6. ŞAMPİYONA HAZIR OLUN
 
Türkiye liginin 5 şampiyon takımı var. Şimdiye kadar üç büyüklerin yanında Trabzonspor ve Bursaspor takımları şampiyonluk tacını takmıştı Bu sezon 6. şampiyona hazır olun.
Üç büyüklerde işler istenilen gibi gitmiyor. Fenerbahçe düşme potasında. Galatasaray gün geçtikçe güç kaybediyor. Beşiktaş, mehter takımı gibi iki ileri bir geri gidiyor. Trabzonspor toparlanma evresine girdi ama sanki biraz geç kaldı. 
Göksel Gümüşdağ'ın Başakşehir'i ise engel tanımadan yoluna devam ediyor. Hem iyi futbol oynuyor. Hem de kasasında devre arası transferine ayırdığı nakit parası var. Bir diğer avantajı ise Avrupa kupalarından erken elenmiş olması. Üç büyükler mali sorunlarla boğuşurken, Başakşehir otobanda tam yol ilerliyor. 
 
NE YAPTIN BURAK?
 
Birinci ligin önemli maçında, 2. Sıradaki Denizlispor evinde lider Gençlerbirliği'ni ağırladı. Maçın son dakikalarında Denizlisporlu Burak yarı sahadan topla çıktı. Gençler kalecisini de çalımla geçti.

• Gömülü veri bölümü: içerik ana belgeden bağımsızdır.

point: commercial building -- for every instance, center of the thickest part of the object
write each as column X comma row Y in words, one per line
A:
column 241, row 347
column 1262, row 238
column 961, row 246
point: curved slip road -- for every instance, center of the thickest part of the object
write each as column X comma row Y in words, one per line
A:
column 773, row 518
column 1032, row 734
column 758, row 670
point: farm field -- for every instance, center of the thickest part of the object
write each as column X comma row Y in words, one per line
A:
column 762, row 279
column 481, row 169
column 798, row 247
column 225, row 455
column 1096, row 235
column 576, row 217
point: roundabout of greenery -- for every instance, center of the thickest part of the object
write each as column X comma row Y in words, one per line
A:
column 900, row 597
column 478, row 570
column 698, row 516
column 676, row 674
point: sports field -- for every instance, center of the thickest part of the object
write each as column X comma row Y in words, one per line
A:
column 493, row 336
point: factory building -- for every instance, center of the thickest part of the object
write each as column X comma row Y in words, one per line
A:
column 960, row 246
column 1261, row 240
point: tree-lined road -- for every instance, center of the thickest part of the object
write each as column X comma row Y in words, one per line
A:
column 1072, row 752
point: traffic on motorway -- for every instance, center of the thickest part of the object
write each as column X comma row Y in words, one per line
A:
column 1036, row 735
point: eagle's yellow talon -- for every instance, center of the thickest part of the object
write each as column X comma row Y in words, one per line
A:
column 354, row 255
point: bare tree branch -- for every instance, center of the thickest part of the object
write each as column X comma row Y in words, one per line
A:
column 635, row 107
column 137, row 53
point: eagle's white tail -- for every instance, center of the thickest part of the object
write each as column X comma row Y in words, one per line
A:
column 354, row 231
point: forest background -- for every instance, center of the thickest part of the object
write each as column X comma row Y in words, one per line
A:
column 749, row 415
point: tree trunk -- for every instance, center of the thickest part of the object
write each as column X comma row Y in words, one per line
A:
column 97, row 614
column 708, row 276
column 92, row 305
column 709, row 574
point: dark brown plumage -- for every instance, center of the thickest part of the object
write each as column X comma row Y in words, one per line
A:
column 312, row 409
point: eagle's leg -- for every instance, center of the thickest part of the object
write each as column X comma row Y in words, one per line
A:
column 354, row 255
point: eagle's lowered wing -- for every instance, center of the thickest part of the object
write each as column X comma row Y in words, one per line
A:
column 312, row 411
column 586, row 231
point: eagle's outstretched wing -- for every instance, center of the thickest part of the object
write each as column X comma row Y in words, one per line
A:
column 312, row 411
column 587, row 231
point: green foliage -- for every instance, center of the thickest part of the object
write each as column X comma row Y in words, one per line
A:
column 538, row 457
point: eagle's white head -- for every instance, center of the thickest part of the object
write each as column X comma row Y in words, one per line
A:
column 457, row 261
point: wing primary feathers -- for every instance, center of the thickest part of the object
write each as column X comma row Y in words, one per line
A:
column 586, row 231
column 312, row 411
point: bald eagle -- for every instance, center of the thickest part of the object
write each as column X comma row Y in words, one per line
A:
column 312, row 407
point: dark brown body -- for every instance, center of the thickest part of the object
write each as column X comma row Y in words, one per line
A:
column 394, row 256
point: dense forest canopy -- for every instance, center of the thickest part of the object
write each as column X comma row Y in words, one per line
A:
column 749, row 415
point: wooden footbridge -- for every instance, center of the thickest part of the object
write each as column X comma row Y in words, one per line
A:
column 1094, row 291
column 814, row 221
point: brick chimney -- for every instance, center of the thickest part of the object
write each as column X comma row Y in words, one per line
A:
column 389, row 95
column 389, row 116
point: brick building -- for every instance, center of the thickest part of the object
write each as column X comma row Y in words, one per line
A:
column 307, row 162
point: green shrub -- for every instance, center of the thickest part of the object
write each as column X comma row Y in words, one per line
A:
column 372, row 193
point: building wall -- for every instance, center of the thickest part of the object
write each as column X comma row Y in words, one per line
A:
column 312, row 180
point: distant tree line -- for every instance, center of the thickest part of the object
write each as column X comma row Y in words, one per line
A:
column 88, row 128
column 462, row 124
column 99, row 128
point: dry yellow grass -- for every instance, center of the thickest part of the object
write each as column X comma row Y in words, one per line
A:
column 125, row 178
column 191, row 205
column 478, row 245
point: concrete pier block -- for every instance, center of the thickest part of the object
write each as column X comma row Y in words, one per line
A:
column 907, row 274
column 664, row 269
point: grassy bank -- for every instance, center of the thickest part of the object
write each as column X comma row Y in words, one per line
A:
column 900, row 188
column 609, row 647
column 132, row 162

Arkadan koşan takım arkadaşı Mehmet Akyüz ve Burak boş kaleyle karşı karşıyaydı. Burak topa biraz havalı vurunca top kalecinin boşalttığı kaleye koşan savunma oyuncusunun ayağına çarparak gol olmadı. Denizlispor golü bulsa 3 puan alacaktı. 1 puanla yetindi. Kaybettiği 2 puan ligin sonunda takımı süper ligden ederse, Burak Çalık'ı anmadan edemeyeceğim.  
 
NE VAR?
 
Galatasaray-Rizespor maçının 2. dakikası. Vedat Muriç, Muslera ile karşı karşıya kaldı. Yardımcı hakem Serkan Olguncan ofsayt bayrağını kaldırdı. Ali Palabıyık oyunu durdurdu. Oysa kural ne diyor? "Gol pozisyonu varsa, oyunu devam ettirilecek. Yardımcı hakem oyun sonlanınca ofsayt bayrağını kaldıracak. Gol olursa, ofsayt olup olmadığı VAR hakemleri tarafından incelenecek." Yan hakem "Cart" diye bayrağını erken kaldırınca ve Ali Palabıyık da düdüğünü çalınca, Vedat Muriç'in gol girişimi sonuçlanmadı. Bana göre bu poziyonda ofsayt yoktu, hakemlerin yanlış kararı ve güme giden bir Rizespor golü vardı. 
 
Haftanın sorusu: 
 
Fenerbahçe bu kadroyu bozmazsa önümüzdeki sezon ikinci ligde şampiyon olabilir mi?
 
Haftanın Zaytungu:
 
Otobüsle İstanbul'a dönen Fenerbahçe kafilesi Orhan Gazi Köprüsü'nde geçiş ücreti olarak İsmail Köybaşı'nı bonservisiyle birlikte verdi.